In the next few blog posts, we will explore the Wi‑Fi 7 MLO capabilities of several common Wi‑Fi 7 client devices. To begin, this post focuses on the Google Pixel 8, which introduced Wi‑Fi 7 support to the Pixel lineup.
In our previous video, we looked at the different MLO modes and explained that most clients operate in single‑radio modes (MLSR or eMLSR). Higher‑end clients, however, can use multi‑radio operation (MLMR‑STR). Typically, most clients combine either 2.4 GHz + 5 GHz or 2.4 GHz + 6 GHz, while only a limited number of devices can operate using 5 GHz + 6 GHz simultaneously.

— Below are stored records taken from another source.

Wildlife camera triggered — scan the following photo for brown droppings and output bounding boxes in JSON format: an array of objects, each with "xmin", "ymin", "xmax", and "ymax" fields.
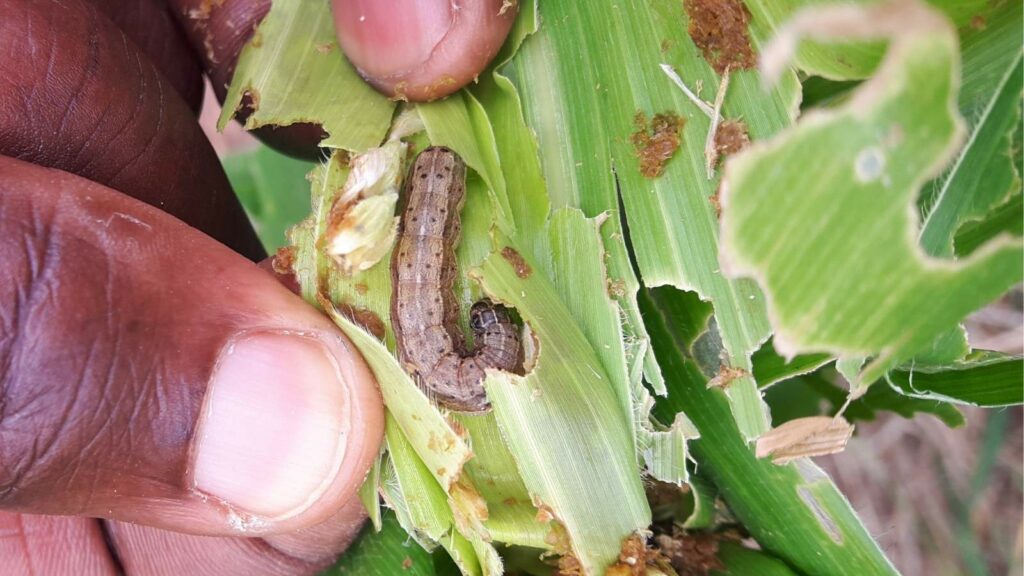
[
  {"xmin": 271, "ymin": 246, "xmax": 297, "ymax": 276},
  {"xmin": 354, "ymin": 283, "xmax": 369, "ymax": 295},
  {"xmin": 607, "ymin": 278, "xmax": 627, "ymax": 299},
  {"xmin": 315, "ymin": 41, "xmax": 335, "ymax": 54},
  {"xmin": 713, "ymin": 119, "xmax": 751, "ymax": 159},
  {"xmin": 501, "ymin": 246, "xmax": 533, "ymax": 278},
  {"xmin": 709, "ymin": 183, "xmax": 723, "ymax": 219},
  {"xmin": 970, "ymin": 14, "xmax": 987, "ymax": 30},
  {"xmin": 631, "ymin": 112, "xmax": 685, "ymax": 178},
  {"xmin": 606, "ymin": 534, "xmax": 647, "ymax": 576},
  {"xmin": 401, "ymin": 557, "xmax": 413, "ymax": 570},
  {"xmin": 555, "ymin": 554, "xmax": 584, "ymax": 576},
  {"xmin": 707, "ymin": 365, "xmax": 749, "ymax": 388},
  {"xmin": 269, "ymin": 246, "xmax": 300, "ymax": 292},
  {"xmin": 684, "ymin": 0, "xmax": 757, "ymax": 74},
  {"xmin": 654, "ymin": 530, "xmax": 729, "ymax": 576},
  {"xmin": 335, "ymin": 302, "xmax": 387, "ymax": 341}
]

So the question is: which MLO mode can the Google Pixel 8 actually use? When my SSID is configured with all three bands (2.4 GHz, 5 GHz, and 6 GHz), I noticed that the Pixel 8 most often establishes an MLMR‑STR connection using the 2.4 GHz + 5 GHz bands. Occasionally, it also connects using 2.4 GHz + 6 GHz, but this happens less frequently. Here is the PCAP took during this demonstration.

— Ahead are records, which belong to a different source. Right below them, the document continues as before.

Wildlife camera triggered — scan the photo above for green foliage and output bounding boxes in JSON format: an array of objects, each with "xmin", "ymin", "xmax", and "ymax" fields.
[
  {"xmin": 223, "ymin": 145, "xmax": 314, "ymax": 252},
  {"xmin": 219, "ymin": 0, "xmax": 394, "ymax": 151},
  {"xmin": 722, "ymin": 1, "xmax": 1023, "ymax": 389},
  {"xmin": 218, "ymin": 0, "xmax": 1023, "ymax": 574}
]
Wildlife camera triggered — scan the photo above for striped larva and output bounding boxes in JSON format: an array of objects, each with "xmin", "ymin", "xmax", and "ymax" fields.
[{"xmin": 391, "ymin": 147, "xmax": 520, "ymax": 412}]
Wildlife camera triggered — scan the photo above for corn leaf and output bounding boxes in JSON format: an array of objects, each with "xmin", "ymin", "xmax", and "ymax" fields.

Since we don’t want our critical SSIDs operating on the 2.4 GHz band, I disabled 2.4 GHz for this SSID. As a result, the Pixel 8 began establishing its MLO connection in eMLSR mode.

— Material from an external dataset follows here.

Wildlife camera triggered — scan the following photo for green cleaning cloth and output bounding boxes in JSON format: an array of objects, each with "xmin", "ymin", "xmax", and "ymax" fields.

Interestingly, I noticed that it even switched to MLMR‑STR mode across the 5 GHz and 6 GHz bands, which was great to see.
Here is the video talking about PCAP details which talks about Pixel 8 MLO operation capabilities. Here are the captures took during testing of the following video.
In conclution, it appears Google Pixel 8 support both MLMR-STR (mostly 2.4GHz & 5GHz or 6GHz, it also do it 5GHz and 6GHz when SSID is dual band) and eMLSR mode of operation. It is not very clear conditions that make these operations.

I would like to hear if you observing different behaviour with Google Pixel client.